Bambina cade dallo scivolo del parco
Paura in via Toniolo: leggero trauma cranico per la piccola di due anni
VITTORIO VENETO. Torna la polemica per lo stato di manutenzione del parco giochi comunale di via Toniolo. Ieri una bambina di due anni è caduta da uno scivolo facendo un volo di due metri e mezzo ed è finita al Pronto soccorso con un trauma cranico. Il padre della piccola chiede al Comune una maggiore manutenzione del parco.
L'incidente, l'ennesimo in via Toniolo, si è verificato alle 12.30. La piccola era insieme alla madre. «Mia figlia questa mattina (ieri per chi legge, ndr) era insieme a mia moglie - racconta Michele Tonon, il padre - quando dopo essere salita su uno degli scivoli è caduta dalla cima del gioco lateralmente facendo un volo di circa due metri e mezzo. Mia moglie l'ha portata al Pronto soccorso di Costa dove i medici le hanno riscontrato un leggero trauma cranico. Per fortuna non ha riportati seri danni, ma abbiamo preso molta paura». Il padre della bambina raccontando quanto avvenuto alla figlia ripropone all'attenzione del Comune lo stato in cui versa il parco giochi.
«Non so se quei giochi siano a norma - dubita Tonon - ma comunque il Comune potrebbe attivarsi per sostituirli con altri più moderni e funzionali come quelli che si vedono in molti parchi italiani o stranieri. Non mi sembra che per questo giardino l'amministrazione faccia molto». In effetti il Comune risponde alle richieste dei cittadini inviando in via Toniolo una squadra di operai a gettare ghiaia o a tagliare l'erba solo dopo le proteste. Lo scorso anno più volte anche altri genitori, tra cui Claudio Peris, si sono fatti portavoce dello stato di degrado. In una petizione inviata al sindaco chiedevano cestini, la rimozione dell'acqua stagnante dalla vasca in cemento, una maggiore pulizia e lo sfalcio dell'erba. Il Comune ha risposto assumendo un guardiano e incaricandolo di aprire e chiudere i cancelli in orari stabiliti.

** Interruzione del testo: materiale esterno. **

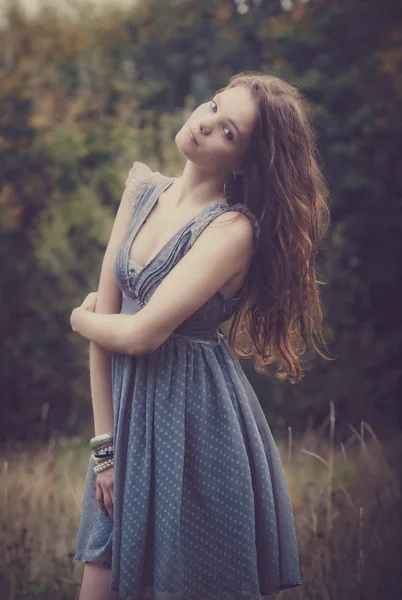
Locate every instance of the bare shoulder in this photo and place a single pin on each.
(235, 227)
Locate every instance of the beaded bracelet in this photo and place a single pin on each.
(103, 466)
(101, 440)
(107, 451)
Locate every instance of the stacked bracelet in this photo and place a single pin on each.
(103, 466)
(102, 453)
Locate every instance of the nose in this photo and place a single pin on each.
(205, 128)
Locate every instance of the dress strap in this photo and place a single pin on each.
(136, 183)
(219, 208)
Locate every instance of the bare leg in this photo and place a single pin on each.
(95, 583)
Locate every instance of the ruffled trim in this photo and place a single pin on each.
(137, 179)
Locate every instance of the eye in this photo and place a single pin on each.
(227, 129)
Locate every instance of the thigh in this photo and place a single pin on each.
(95, 583)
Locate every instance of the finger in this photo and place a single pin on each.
(100, 498)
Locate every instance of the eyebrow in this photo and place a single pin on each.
(231, 121)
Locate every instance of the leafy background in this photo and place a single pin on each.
(86, 92)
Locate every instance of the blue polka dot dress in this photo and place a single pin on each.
(202, 509)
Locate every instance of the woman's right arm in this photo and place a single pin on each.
(108, 302)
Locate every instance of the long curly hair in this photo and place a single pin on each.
(283, 186)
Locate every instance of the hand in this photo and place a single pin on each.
(105, 491)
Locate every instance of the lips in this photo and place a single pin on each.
(193, 136)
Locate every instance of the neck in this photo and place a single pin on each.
(199, 187)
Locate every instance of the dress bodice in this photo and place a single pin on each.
(137, 284)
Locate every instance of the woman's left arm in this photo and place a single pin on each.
(115, 332)
(217, 255)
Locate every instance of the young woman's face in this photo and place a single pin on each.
(222, 129)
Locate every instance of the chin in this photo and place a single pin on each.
(184, 146)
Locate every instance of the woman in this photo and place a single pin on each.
(189, 500)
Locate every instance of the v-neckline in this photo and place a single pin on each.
(155, 195)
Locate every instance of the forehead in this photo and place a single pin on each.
(238, 104)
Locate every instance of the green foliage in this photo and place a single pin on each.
(83, 97)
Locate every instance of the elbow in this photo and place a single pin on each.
(138, 345)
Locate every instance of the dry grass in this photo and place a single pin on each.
(346, 500)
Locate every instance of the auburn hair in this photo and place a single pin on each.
(281, 310)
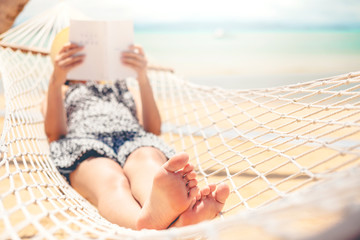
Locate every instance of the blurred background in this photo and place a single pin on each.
(237, 44)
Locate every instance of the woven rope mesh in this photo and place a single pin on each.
(290, 154)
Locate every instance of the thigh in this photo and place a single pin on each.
(95, 177)
(140, 168)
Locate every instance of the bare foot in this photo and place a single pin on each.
(174, 188)
(206, 206)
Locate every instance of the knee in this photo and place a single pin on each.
(147, 155)
(114, 181)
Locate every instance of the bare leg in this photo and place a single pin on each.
(103, 182)
(164, 190)
(208, 204)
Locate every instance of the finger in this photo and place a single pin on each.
(212, 187)
(133, 62)
(138, 48)
(191, 175)
(71, 52)
(68, 61)
(132, 55)
(73, 65)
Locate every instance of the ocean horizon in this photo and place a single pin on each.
(237, 55)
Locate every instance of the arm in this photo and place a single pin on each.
(150, 116)
(55, 113)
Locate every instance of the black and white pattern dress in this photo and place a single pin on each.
(101, 120)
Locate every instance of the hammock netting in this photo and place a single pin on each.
(289, 154)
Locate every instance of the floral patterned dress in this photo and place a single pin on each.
(101, 120)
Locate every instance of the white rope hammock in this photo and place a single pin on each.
(290, 154)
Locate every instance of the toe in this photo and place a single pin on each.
(222, 192)
(190, 175)
(176, 163)
(188, 168)
(193, 192)
(205, 191)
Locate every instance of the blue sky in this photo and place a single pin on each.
(292, 12)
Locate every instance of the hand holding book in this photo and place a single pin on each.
(103, 42)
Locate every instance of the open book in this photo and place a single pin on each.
(103, 42)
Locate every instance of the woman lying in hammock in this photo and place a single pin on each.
(106, 146)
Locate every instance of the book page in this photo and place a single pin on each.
(91, 35)
(121, 36)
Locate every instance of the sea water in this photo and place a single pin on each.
(252, 58)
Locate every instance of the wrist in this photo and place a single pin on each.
(142, 78)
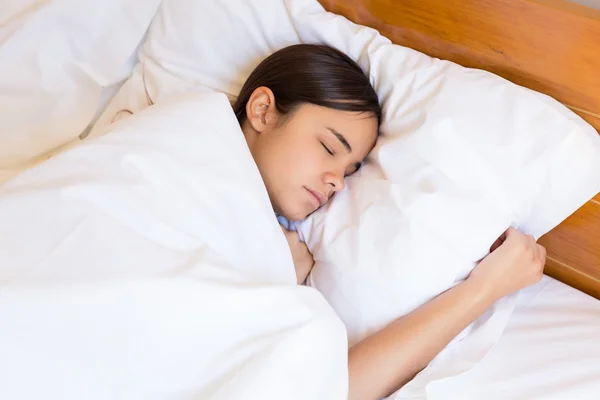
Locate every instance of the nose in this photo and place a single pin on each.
(334, 180)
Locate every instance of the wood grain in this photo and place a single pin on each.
(551, 46)
(574, 250)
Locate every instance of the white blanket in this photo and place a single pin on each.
(149, 264)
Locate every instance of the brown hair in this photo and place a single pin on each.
(311, 73)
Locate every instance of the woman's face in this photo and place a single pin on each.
(304, 157)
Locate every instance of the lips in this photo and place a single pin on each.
(318, 198)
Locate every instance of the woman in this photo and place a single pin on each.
(310, 117)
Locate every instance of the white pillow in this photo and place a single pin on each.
(464, 153)
(148, 264)
(57, 56)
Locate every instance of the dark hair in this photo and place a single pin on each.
(311, 73)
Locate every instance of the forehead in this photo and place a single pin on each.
(359, 129)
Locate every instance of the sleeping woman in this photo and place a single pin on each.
(310, 117)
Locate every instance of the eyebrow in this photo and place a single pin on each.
(342, 139)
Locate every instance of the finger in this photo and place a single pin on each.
(498, 242)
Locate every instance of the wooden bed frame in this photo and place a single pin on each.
(550, 46)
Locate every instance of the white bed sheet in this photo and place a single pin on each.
(549, 350)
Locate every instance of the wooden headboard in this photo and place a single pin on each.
(550, 46)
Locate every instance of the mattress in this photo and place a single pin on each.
(549, 350)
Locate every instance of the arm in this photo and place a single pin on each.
(387, 360)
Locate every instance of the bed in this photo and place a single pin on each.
(550, 46)
(552, 328)
(547, 45)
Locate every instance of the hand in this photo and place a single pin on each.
(516, 262)
(303, 261)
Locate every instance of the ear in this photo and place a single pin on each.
(260, 109)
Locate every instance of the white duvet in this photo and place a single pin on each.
(149, 264)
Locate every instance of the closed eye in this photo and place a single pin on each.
(327, 149)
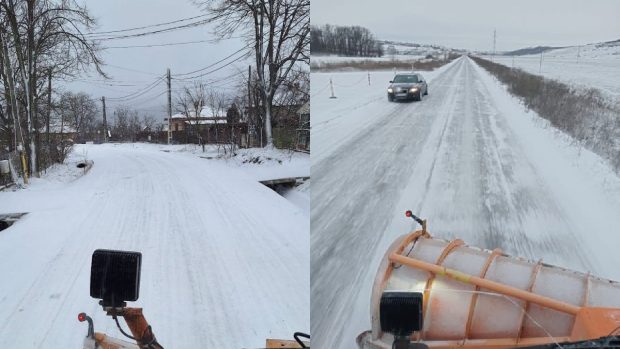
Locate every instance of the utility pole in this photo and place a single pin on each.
(169, 107)
(494, 41)
(49, 107)
(250, 100)
(105, 123)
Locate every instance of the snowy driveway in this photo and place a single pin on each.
(225, 259)
(470, 160)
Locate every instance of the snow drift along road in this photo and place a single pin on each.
(225, 259)
(470, 160)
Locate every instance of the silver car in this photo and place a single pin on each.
(407, 86)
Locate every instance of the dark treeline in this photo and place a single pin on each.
(344, 41)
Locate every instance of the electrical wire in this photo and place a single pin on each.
(138, 93)
(154, 32)
(212, 71)
(132, 70)
(211, 65)
(168, 44)
(144, 27)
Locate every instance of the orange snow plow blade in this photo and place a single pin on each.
(278, 343)
(478, 298)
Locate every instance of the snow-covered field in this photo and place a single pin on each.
(315, 59)
(593, 66)
(469, 159)
(225, 259)
(357, 106)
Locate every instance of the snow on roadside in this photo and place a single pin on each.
(299, 196)
(576, 175)
(260, 163)
(225, 259)
(590, 66)
(358, 105)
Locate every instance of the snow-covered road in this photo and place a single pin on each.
(225, 259)
(468, 158)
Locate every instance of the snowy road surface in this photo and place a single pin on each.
(225, 259)
(468, 158)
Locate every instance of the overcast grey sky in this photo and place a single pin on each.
(147, 64)
(469, 24)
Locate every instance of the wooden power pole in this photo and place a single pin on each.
(169, 107)
(105, 122)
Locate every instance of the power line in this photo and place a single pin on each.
(211, 65)
(160, 31)
(139, 93)
(211, 71)
(144, 27)
(132, 70)
(168, 44)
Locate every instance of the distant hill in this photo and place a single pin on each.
(609, 43)
(530, 50)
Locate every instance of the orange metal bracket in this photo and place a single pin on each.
(488, 284)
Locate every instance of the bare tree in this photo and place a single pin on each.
(41, 37)
(190, 102)
(278, 30)
(81, 111)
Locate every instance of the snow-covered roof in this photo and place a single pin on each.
(209, 121)
(58, 127)
(305, 109)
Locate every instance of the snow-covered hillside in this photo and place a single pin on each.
(225, 259)
(594, 66)
(400, 52)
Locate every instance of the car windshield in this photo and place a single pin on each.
(405, 79)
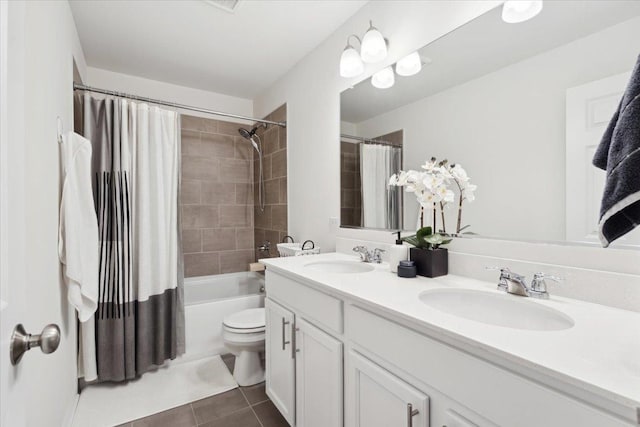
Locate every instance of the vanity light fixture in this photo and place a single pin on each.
(374, 46)
(351, 64)
(409, 65)
(383, 79)
(515, 11)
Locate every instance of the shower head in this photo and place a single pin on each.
(247, 134)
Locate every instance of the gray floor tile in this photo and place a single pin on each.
(242, 418)
(255, 393)
(229, 360)
(269, 415)
(182, 416)
(219, 405)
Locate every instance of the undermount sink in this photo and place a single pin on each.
(504, 310)
(342, 267)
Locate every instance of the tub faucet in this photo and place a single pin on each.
(366, 255)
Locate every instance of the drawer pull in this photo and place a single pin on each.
(284, 343)
(294, 338)
(410, 414)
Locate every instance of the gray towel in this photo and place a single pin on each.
(619, 154)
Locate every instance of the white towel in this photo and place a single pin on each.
(78, 246)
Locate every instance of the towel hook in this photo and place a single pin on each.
(60, 128)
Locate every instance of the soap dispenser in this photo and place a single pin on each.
(397, 253)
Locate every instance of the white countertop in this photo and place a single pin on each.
(600, 354)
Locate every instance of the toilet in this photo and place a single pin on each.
(243, 334)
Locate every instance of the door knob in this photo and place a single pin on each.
(21, 341)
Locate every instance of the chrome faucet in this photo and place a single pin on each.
(538, 287)
(514, 283)
(366, 255)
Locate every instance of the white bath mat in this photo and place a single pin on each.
(107, 405)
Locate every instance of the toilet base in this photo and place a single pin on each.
(248, 368)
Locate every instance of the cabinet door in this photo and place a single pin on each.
(318, 377)
(280, 363)
(377, 398)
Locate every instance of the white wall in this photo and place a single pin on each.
(312, 89)
(134, 85)
(41, 55)
(512, 138)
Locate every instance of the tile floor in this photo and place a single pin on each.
(241, 407)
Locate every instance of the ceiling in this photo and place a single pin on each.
(194, 44)
(484, 45)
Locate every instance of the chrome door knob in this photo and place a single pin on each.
(21, 341)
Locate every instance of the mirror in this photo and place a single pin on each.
(521, 107)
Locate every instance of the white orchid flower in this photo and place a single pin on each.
(432, 181)
(469, 192)
(444, 171)
(429, 165)
(459, 174)
(429, 199)
(445, 194)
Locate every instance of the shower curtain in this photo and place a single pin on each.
(139, 322)
(380, 202)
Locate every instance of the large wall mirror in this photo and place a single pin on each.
(521, 107)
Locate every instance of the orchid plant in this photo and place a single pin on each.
(431, 186)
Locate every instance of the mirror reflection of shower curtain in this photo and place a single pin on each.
(139, 322)
(381, 204)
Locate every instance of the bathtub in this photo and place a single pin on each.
(208, 300)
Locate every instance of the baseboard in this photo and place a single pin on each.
(71, 411)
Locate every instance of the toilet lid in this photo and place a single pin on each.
(246, 319)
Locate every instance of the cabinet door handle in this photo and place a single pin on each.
(410, 414)
(294, 339)
(284, 323)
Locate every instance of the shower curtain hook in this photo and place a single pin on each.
(60, 129)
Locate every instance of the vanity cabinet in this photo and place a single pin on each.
(333, 361)
(318, 377)
(380, 399)
(304, 375)
(280, 359)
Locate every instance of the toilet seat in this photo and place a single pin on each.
(245, 321)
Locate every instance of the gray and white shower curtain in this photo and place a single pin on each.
(380, 202)
(139, 322)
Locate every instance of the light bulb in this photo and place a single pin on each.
(383, 79)
(409, 65)
(374, 47)
(350, 63)
(514, 11)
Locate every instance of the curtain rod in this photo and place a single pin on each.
(77, 86)
(368, 140)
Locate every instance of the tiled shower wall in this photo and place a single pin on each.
(216, 197)
(350, 185)
(271, 224)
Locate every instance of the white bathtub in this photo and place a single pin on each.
(208, 300)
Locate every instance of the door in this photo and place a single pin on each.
(589, 110)
(280, 359)
(318, 377)
(377, 398)
(12, 384)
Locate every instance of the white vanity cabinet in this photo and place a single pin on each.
(318, 377)
(280, 358)
(334, 360)
(304, 376)
(378, 398)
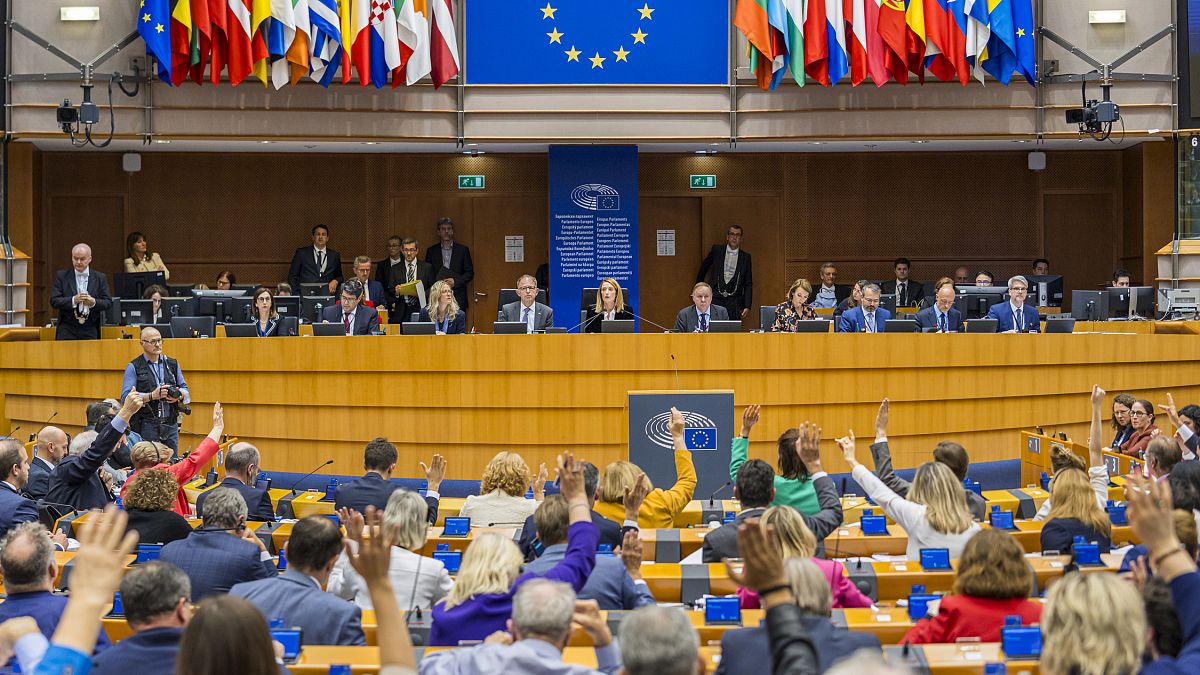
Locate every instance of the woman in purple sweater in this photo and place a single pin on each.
(481, 599)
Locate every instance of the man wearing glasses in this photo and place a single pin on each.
(161, 383)
(1015, 316)
(535, 315)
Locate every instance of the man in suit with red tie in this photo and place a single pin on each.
(81, 294)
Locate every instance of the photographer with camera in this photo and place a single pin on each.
(160, 381)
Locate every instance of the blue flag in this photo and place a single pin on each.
(1026, 40)
(154, 27)
(700, 437)
(613, 42)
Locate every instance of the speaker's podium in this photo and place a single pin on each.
(708, 432)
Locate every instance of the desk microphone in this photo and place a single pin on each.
(293, 488)
(712, 499)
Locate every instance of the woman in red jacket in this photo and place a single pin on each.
(149, 454)
(993, 581)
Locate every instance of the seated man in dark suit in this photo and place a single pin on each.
(1015, 316)
(156, 598)
(297, 597)
(743, 650)
(243, 465)
(942, 316)
(75, 481)
(223, 553)
(373, 489)
(15, 507)
(610, 531)
(615, 583)
(946, 452)
(49, 451)
(702, 311)
(357, 317)
(27, 557)
(868, 316)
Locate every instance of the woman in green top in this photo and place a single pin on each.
(793, 485)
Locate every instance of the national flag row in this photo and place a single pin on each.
(828, 40)
(401, 41)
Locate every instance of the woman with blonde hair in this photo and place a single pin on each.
(444, 311)
(935, 515)
(795, 309)
(993, 581)
(1074, 514)
(501, 500)
(660, 507)
(798, 542)
(481, 599)
(149, 499)
(419, 581)
(610, 305)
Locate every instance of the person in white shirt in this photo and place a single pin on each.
(935, 515)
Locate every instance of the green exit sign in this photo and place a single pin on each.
(471, 183)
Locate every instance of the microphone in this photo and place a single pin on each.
(293, 488)
(712, 499)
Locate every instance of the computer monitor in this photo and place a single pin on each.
(973, 302)
(1133, 302)
(132, 285)
(1090, 305)
(1045, 291)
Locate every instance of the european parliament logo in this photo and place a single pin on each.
(611, 42)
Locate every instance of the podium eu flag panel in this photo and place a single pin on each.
(611, 42)
(708, 431)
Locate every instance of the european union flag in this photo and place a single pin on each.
(700, 437)
(612, 42)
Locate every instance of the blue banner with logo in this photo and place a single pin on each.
(593, 225)
(588, 42)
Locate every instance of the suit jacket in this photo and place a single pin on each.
(65, 288)
(881, 453)
(216, 561)
(543, 316)
(743, 650)
(373, 490)
(1006, 321)
(688, 320)
(401, 310)
(147, 652)
(461, 269)
(15, 508)
(75, 482)
(366, 320)
(855, 321)
(258, 501)
(611, 533)
(457, 327)
(916, 292)
(304, 268)
(712, 272)
(298, 599)
(39, 478)
(928, 318)
(609, 584)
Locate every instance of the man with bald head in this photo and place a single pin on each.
(52, 446)
(81, 294)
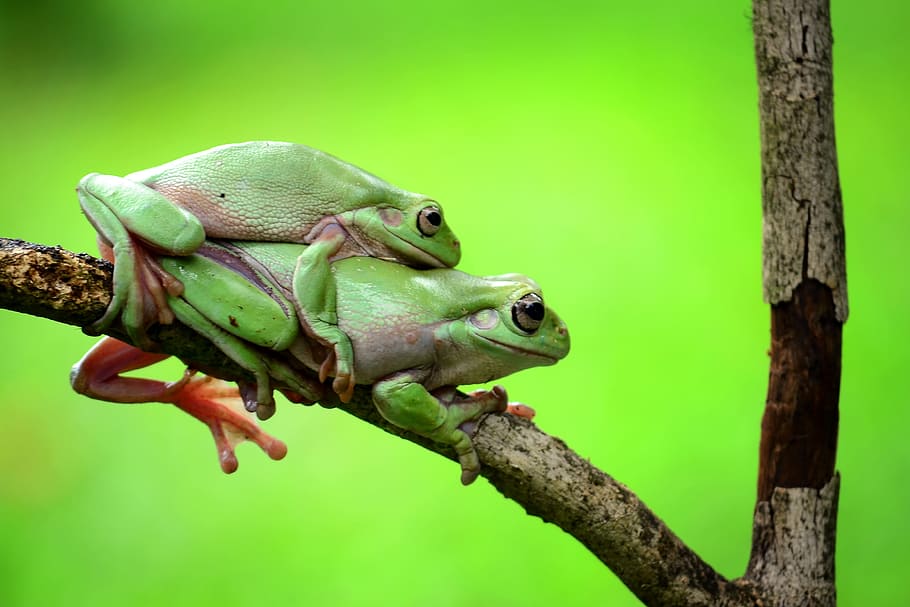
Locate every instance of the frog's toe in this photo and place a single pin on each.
(343, 385)
(257, 398)
(218, 404)
(521, 410)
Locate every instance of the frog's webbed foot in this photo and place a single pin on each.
(141, 288)
(343, 382)
(218, 404)
(464, 411)
(521, 410)
(214, 402)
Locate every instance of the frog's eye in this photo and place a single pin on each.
(528, 312)
(429, 220)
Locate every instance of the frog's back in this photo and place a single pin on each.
(265, 190)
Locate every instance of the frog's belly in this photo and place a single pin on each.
(382, 353)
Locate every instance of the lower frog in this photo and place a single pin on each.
(416, 335)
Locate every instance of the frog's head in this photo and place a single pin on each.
(408, 228)
(520, 332)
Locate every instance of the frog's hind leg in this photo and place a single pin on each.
(264, 367)
(214, 402)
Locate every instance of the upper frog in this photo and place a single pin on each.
(262, 191)
(284, 192)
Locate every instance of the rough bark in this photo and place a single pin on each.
(537, 470)
(804, 278)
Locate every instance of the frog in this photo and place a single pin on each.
(261, 191)
(416, 336)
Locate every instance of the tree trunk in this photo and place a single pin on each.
(804, 276)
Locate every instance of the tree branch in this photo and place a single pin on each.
(805, 281)
(537, 470)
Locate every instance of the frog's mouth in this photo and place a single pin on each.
(549, 358)
(417, 255)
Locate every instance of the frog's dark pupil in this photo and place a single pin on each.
(535, 310)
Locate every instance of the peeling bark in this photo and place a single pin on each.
(803, 229)
(804, 278)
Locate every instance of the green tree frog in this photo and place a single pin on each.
(262, 191)
(416, 335)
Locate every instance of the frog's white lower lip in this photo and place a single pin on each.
(522, 351)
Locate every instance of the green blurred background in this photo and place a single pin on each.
(609, 150)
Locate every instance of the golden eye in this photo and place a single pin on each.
(429, 220)
(528, 312)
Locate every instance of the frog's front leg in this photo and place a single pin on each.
(134, 220)
(314, 295)
(214, 402)
(443, 416)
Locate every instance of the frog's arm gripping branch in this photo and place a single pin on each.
(536, 470)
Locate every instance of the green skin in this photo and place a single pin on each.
(261, 191)
(416, 335)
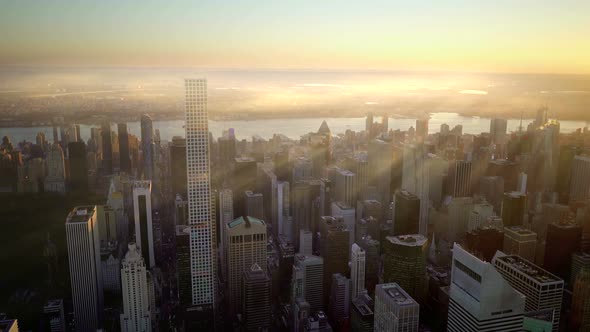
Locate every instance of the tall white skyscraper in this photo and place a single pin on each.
(543, 290)
(136, 306)
(480, 299)
(395, 310)
(226, 215)
(142, 212)
(199, 193)
(84, 260)
(357, 270)
(580, 182)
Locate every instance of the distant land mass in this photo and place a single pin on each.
(31, 96)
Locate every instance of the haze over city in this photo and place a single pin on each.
(294, 166)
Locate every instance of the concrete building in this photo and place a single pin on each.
(202, 237)
(357, 270)
(136, 306)
(307, 281)
(142, 214)
(395, 310)
(543, 290)
(481, 300)
(246, 246)
(84, 261)
(256, 299)
(404, 262)
(520, 241)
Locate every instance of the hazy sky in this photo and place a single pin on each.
(506, 36)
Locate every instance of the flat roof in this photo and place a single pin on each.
(408, 240)
(529, 269)
(397, 293)
(80, 214)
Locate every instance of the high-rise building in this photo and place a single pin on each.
(460, 178)
(580, 261)
(84, 260)
(53, 314)
(307, 282)
(498, 131)
(178, 165)
(520, 241)
(56, 175)
(361, 314)
(395, 310)
(107, 148)
(484, 242)
(357, 270)
(580, 181)
(246, 245)
(372, 257)
(334, 249)
(136, 306)
(203, 268)
(142, 215)
(78, 176)
(256, 299)
(124, 152)
(404, 262)
(543, 290)
(562, 241)
(147, 141)
(481, 300)
(340, 300)
(345, 187)
(253, 203)
(406, 213)
(580, 316)
(380, 159)
(513, 208)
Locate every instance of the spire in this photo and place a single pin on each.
(324, 129)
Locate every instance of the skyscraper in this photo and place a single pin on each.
(307, 282)
(406, 214)
(142, 215)
(178, 165)
(459, 178)
(147, 138)
(246, 245)
(334, 249)
(498, 130)
(520, 241)
(124, 152)
(513, 208)
(580, 181)
(543, 290)
(56, 176)
(78, 178)
(395, 310)
(481, 300)
(136, 306)
(254, 205)
(107, 148)
(84, 260)
(340, 300)
(256, 299)
(199, 193)
(357, 270)
(404, 262)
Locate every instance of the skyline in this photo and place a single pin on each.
(471, 37)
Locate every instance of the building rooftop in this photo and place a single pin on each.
(529, 269)
(80, 214)
(411, 240)
(247, 220)
(398, 294)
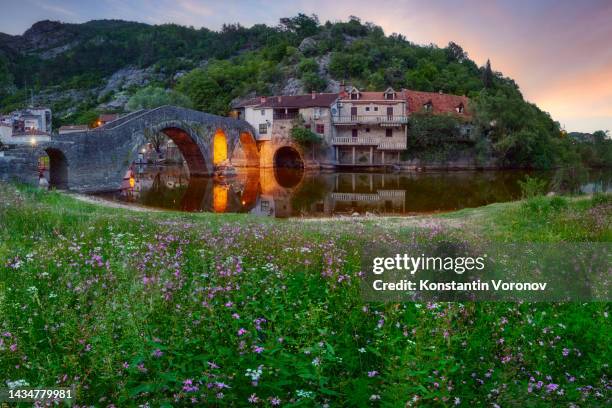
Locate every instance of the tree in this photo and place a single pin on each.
(487, 75)
(305, 137)
(302, 25)
(455, 52)
(153, 97)
(206, 93)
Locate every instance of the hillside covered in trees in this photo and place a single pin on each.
(112, 66)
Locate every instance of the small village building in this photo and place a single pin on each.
(370, 128)
(274, 116)
(72, 129)
(106, 118)
(31, 137)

Il minimo necessario è stato fatto, ma per avere un parco degno di una città a misura di bambino molto ancora c'è da fare. «Spiace vedere che i bambini che frequentano il parco giochi possano farsi male - conclude Michele Tonon - come successo a mia figlia. Con una spesa contenuta l'amministrazione comunale potrebbe cambiare i giochi, sistemare l'arredo di panchine e verde. Ci vorrebbe solo un po' di buona volontà e attenzione ai bisogni dei piccoli». Di fronte al parco c'è un'area in terra battuta usata dai ragazzi per giocare a pallone o correre con lo skateboard. Anche qui da tempo è stata chiesta una maggiore manutenzione perché quando piove diventa un acquitrinio impraticabile.